Traditional Culture Encyclopedia - Traditional festivals - Traditional wheat sauce

Traditional wheat sauce

I. Raw material treatment: Raw materials include wheat, salt, pepper, fennel, cinnamon and grass leaves, leaves and so on.

(1) soak wheat germination: choose full, no moldy wheat, wash in water, soak in water for 30-40 hours, fish out and filter out the water, samples of bamboo containers, placed indoors for 1-2 days, to be 80% of the seeds can be sprouted.

(2) fermentation mold: first pick non-toxic, soft fresh broadleaf wood leaves, placed in the bamboo, according to a layer of malt a layer of leaves placed in the way, the top layer and then cover a layer of leaves, sealed with gauze, placed indoors in the natural environment of fermentation, mildew, generally 5-7 days that is the end of fermentation.

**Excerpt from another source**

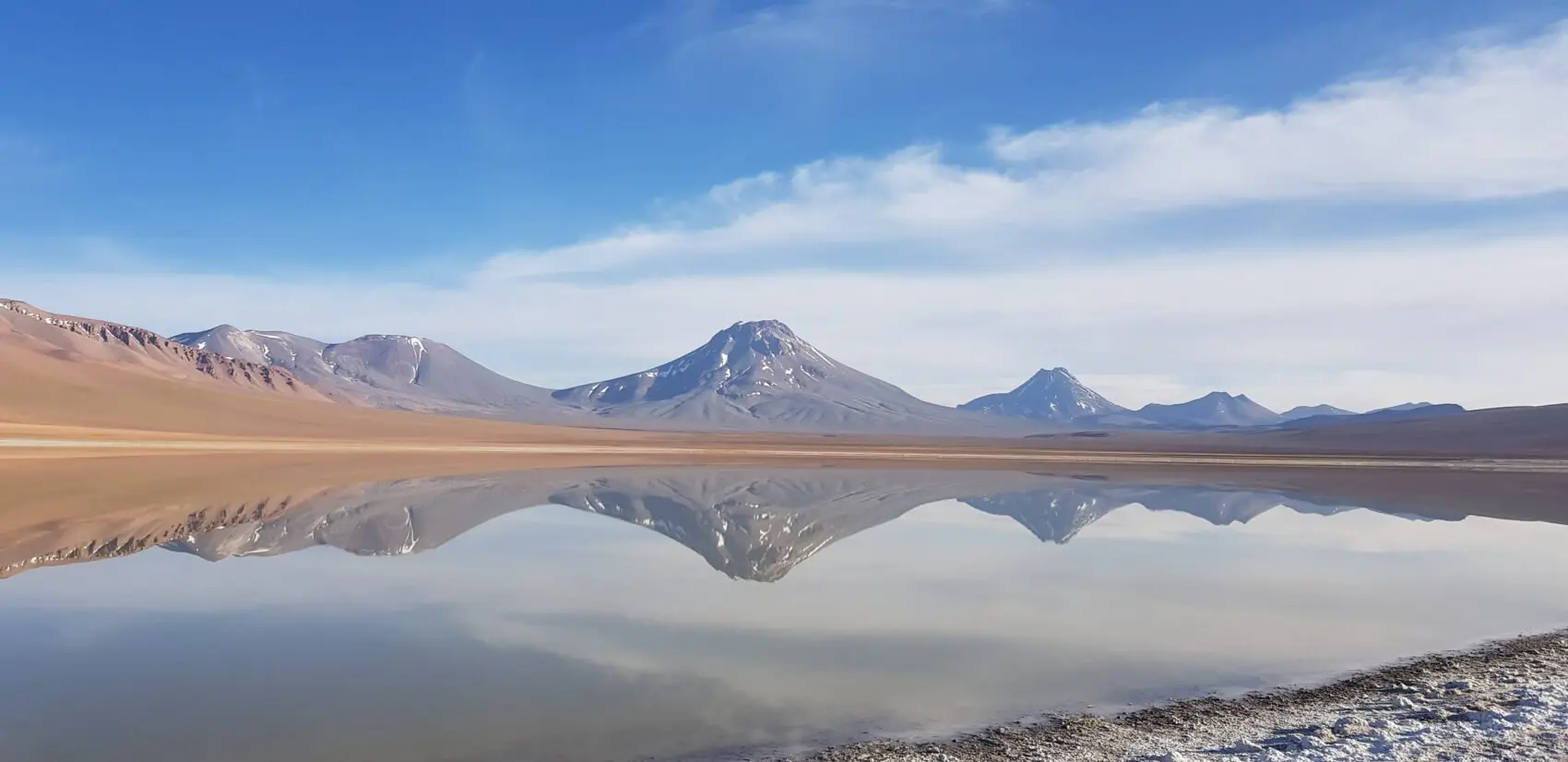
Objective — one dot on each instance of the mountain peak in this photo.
(1211, 410)
(1048, 396)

(3) sun crushed: pick out the leaves, the moldy malt spread outside the house in the sun. And then the appropriate amount of dried pepper, fennel and other ingredients and malt mix well, crushed into flour standby.

Second, the sauce: the prepared wheat flour in a large pot or other container, according to the material, water, salt 1:3:0.5 ratio of mixing, can be loaded.

Three, sun sauce: the sauce in the open jar, cans and other containers, with a fine gauze cover tightly, to prevent mosquitoes, flies and other access, and then put the container in the sun under the sun. Hot summer June-July is the best time to sunshine sauce, every morning when the cover is evenly stirred sauce once, but the sauce is hot in the sun should not be stirred, so as to avoid acidification. Prevent rainwater from entering during the tanning process. General sun 15-20 days can be stored and eaten.